In July the company announced plans to expand its Chattanooga factory to produce a new sport utility vehicle for the North American market. With the plant expansion will come the introduction of the modular transverse toolkit, or “MQB platform.”
The MQB platform will standardize key sections of VW cars, allowing workers to manufacture diverse models in the same factory. The result is that any plant in VW’s global network could manufacture models from any of the Volkswagen Group’s 12 brands. Assembly lines could even be rapidly switched from car to car, in “just-in-time” fashion.
This will create competitive pressure among all the VW assembly lines in the world—including a recently opened plant in China.
No wonder the company predicts the new system will increase worker “efficiency” and “flexibility.”

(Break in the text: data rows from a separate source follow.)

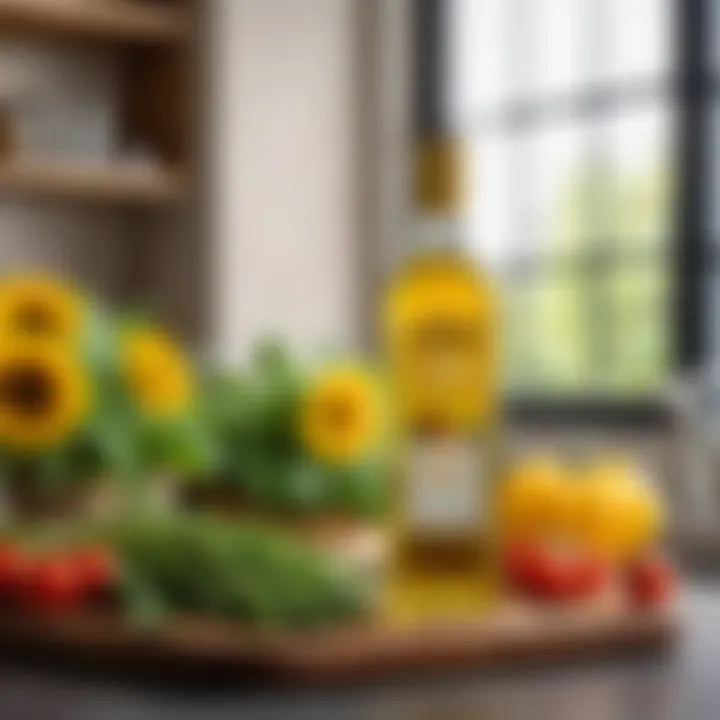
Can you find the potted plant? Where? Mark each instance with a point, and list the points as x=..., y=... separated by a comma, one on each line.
x=50, y=395
x=91, y=409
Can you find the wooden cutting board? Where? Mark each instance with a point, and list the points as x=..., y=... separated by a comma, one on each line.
x=515, y=635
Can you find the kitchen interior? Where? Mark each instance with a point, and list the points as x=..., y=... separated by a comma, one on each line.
x=242, y=168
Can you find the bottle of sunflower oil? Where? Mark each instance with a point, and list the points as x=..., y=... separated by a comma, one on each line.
x=440, y=329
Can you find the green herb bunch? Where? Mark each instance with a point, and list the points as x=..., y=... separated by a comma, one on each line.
x=280, y=452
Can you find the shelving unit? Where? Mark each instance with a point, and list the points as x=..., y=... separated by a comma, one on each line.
x=152, y=38
x=95, y=20
x=115, y=184
x=145, y=182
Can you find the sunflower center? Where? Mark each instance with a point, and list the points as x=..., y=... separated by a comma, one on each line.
x=33, y=318
x=339, y=413
x=28, y=390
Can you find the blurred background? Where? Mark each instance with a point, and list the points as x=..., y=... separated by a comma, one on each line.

Like many of her former co-workers, Amanda supported the United Auto Workers organizing efforts in Chattanooga last year because she believed unionizing would improve working conditions. “If we had had a union, [what happened to me] would never have happened,” she said.
UAW Local 42, a minority union, has recently been meeting with management under VW’s new “Community Organization Engagement” policy. Workers report that nothing has changed so far, but some are openly calling for direct action over the rotating shift schedules.
“It is imperative,” one member told me, “that we take action as a unit of workers to change our shift model to something that is much healthier for the workforce and will lead to a much higher likelihood of long-term employment at VW.”
Chris Brooks is a graduate student in the Labor Studies program at the University of Massachusetts, Amherst, and an organizer living in Chattanooga.